SILVER SPRING, MD -- Before a group at NRMCA member company Hilltop Basic Resources in Cincinnati yesterday, President Obama called for a renewed commitment to job creation and economic growth by increasing federal dollars to invest in our nation’s infrastructure by rebuilding roads and bridges. As a backdrop to advance his jobs bill, the president strategically chose the 47-year-old structurally-deficient Brent Spence Bridge, which spans the Ohio River between Ohio and Kentucky.

“While we support using our industry as a vehicle to foster job growth and economic prosperity,” said Robert Garbini, president of NRMCA, “we hope that the President would recognize his using an already overly taxed and regulated industry as a platform to discuss job creation while promoting more regulations as being counterproductive.

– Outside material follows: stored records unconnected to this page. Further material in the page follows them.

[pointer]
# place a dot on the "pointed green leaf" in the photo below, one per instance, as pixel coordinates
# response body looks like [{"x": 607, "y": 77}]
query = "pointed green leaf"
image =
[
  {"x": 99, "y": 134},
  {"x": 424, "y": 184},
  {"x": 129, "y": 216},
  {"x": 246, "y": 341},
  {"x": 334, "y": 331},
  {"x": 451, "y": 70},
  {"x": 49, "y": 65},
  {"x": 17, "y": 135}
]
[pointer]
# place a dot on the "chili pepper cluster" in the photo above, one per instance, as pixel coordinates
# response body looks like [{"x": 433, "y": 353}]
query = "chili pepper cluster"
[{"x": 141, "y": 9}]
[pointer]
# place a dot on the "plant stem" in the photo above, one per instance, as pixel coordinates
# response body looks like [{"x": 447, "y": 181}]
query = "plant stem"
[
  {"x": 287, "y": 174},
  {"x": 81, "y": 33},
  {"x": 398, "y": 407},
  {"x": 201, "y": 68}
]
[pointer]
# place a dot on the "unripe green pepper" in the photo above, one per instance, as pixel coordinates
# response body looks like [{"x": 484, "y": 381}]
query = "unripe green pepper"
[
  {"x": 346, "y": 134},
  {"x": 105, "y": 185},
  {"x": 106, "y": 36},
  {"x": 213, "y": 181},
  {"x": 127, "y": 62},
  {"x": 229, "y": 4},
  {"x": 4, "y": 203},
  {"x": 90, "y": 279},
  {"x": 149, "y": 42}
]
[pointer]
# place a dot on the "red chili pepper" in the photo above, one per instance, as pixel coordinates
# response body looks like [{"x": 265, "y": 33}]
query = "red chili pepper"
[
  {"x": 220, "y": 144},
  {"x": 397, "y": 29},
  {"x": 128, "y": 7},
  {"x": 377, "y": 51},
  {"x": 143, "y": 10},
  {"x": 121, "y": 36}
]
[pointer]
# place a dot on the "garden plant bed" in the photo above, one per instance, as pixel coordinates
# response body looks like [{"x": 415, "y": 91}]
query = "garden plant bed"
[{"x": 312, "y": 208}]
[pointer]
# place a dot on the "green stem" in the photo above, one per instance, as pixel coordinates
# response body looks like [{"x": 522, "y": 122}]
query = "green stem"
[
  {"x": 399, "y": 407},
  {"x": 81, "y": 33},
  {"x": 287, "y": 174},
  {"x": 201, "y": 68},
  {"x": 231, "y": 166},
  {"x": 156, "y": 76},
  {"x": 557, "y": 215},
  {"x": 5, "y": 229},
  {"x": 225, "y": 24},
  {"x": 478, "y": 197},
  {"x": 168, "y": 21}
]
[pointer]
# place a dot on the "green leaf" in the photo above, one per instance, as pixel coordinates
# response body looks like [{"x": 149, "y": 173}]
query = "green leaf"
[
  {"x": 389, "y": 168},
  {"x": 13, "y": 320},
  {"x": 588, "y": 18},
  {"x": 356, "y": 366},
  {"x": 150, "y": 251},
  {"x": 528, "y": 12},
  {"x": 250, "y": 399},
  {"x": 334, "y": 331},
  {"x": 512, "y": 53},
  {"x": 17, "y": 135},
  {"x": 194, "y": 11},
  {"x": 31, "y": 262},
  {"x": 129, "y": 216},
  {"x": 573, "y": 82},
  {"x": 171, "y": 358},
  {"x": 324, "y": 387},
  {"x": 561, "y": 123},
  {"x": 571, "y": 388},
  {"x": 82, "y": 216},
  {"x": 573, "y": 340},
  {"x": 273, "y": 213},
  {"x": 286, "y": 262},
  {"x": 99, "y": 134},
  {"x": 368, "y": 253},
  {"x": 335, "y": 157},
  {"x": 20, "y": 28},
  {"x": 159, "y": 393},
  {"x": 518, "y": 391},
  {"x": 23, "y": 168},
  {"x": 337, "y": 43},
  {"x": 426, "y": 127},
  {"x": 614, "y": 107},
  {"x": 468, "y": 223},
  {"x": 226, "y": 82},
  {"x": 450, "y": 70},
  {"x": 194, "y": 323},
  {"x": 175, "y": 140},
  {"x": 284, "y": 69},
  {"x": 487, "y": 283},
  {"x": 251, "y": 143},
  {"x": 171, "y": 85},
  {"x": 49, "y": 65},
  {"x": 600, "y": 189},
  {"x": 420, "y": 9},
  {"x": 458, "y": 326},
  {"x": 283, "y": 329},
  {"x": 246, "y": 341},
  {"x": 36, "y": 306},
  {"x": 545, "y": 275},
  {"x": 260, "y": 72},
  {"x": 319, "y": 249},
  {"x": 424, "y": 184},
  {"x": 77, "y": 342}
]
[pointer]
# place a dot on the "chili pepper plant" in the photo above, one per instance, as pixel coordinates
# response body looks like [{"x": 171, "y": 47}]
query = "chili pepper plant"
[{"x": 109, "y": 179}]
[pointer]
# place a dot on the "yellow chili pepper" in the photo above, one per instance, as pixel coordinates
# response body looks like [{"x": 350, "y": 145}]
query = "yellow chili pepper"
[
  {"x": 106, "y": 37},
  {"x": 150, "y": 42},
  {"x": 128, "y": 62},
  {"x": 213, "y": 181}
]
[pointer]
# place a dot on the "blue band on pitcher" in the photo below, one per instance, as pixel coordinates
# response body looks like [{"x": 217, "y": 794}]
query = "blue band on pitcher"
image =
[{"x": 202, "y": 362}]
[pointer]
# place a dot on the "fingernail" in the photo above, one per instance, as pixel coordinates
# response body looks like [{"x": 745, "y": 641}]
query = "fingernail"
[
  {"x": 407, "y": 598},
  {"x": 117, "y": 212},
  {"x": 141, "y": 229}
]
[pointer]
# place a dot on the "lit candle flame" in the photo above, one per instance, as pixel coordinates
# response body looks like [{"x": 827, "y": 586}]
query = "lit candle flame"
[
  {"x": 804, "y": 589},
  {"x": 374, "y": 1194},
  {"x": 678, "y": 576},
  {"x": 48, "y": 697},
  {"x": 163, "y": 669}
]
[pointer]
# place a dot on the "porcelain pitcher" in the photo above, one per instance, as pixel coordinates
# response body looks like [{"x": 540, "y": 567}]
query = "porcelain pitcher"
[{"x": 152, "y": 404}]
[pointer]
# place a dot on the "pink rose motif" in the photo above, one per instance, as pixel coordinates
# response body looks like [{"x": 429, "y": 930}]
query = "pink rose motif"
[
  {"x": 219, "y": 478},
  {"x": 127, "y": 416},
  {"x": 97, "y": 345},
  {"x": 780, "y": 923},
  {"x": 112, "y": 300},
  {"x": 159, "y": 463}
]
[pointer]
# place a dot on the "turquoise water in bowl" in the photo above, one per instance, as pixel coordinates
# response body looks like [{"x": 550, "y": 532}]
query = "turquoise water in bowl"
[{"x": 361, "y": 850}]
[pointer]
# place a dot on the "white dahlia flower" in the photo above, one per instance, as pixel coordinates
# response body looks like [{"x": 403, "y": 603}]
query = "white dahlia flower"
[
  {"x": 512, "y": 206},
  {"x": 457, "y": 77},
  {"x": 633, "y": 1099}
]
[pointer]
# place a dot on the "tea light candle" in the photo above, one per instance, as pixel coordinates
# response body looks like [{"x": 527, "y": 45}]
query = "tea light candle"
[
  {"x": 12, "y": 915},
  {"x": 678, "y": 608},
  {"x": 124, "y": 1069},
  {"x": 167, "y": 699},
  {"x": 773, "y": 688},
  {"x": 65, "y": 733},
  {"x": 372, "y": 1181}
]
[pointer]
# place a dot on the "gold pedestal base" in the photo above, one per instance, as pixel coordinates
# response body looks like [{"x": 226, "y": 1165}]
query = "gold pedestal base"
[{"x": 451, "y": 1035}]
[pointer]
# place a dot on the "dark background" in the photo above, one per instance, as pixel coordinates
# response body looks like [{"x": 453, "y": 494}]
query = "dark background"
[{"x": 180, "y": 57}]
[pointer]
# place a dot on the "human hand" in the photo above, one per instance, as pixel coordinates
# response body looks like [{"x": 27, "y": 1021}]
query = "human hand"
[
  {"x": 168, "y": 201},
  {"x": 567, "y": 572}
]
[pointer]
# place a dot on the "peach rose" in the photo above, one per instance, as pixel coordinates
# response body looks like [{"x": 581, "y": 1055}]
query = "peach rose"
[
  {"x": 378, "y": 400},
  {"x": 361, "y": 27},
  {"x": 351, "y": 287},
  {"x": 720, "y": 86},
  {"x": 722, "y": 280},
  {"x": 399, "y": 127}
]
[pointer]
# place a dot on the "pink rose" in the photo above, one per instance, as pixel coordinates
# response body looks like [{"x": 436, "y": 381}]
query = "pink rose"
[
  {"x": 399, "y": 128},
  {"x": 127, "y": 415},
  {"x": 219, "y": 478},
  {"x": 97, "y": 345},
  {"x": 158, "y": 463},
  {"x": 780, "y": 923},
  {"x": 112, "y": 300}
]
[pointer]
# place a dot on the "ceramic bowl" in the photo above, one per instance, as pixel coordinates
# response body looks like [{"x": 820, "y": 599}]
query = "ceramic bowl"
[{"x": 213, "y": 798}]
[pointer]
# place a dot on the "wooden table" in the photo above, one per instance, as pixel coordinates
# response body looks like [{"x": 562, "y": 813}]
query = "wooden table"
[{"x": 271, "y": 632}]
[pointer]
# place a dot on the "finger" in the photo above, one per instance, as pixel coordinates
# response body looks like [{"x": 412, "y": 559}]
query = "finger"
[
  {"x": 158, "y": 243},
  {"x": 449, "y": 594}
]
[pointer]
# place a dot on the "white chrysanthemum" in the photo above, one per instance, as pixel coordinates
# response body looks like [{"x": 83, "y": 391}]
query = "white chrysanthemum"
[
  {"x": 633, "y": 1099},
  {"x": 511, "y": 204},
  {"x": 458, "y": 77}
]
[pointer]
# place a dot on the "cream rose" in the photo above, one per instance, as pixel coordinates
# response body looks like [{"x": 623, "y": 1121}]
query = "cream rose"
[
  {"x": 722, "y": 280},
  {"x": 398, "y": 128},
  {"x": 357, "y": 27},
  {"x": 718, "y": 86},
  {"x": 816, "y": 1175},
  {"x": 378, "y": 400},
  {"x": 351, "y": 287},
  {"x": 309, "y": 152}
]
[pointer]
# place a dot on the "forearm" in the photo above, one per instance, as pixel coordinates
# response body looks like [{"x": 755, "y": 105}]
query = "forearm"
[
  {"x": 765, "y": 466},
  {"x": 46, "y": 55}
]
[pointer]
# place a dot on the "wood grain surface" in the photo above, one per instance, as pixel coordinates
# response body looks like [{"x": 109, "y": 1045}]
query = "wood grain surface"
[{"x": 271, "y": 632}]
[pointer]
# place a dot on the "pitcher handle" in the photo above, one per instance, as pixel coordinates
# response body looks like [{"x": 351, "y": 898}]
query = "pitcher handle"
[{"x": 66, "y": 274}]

“Based on knowledge of previous and current market forces within our nation’s construction materials industries, it is the opinion of NRMCA that should the Environmental Protection Agency continue with its promulgation of the proposed Coal Combustion Residuals disposal rule, commonly known as fly ash, and the Cement MACT rule, it will certainly invite unforeseen events resulting in the increased cost of our nation’s most basic construction materials, such as concrete of which cement and fly ash are essential components, and jeopardize the jobs of many in an industry that has already been economically devastated,” said Garbini.

Garbini noted that while the president’s visit to Hilltop elevated the importance of transportation funding, his total lack of consideration for EPA’s over-reaching arm to force burdensome regulation, further strangles the industry’s ability to recover from the current economic malaise or create jobs. 

Highlighting the magnitude of numerous new regulations, this year’s annual Competitive Enterprise Institute study found that the federal government issues a new regulation every two hours and 20 minutes. Furthermore, in August, at the request of House Speaker John Boehner (R-OH), the president released a list of the most costly regulations exceeding $1 billion proposed under his administration. Of the seven listed, a staggering four are linked to the ready mixed concrete industry.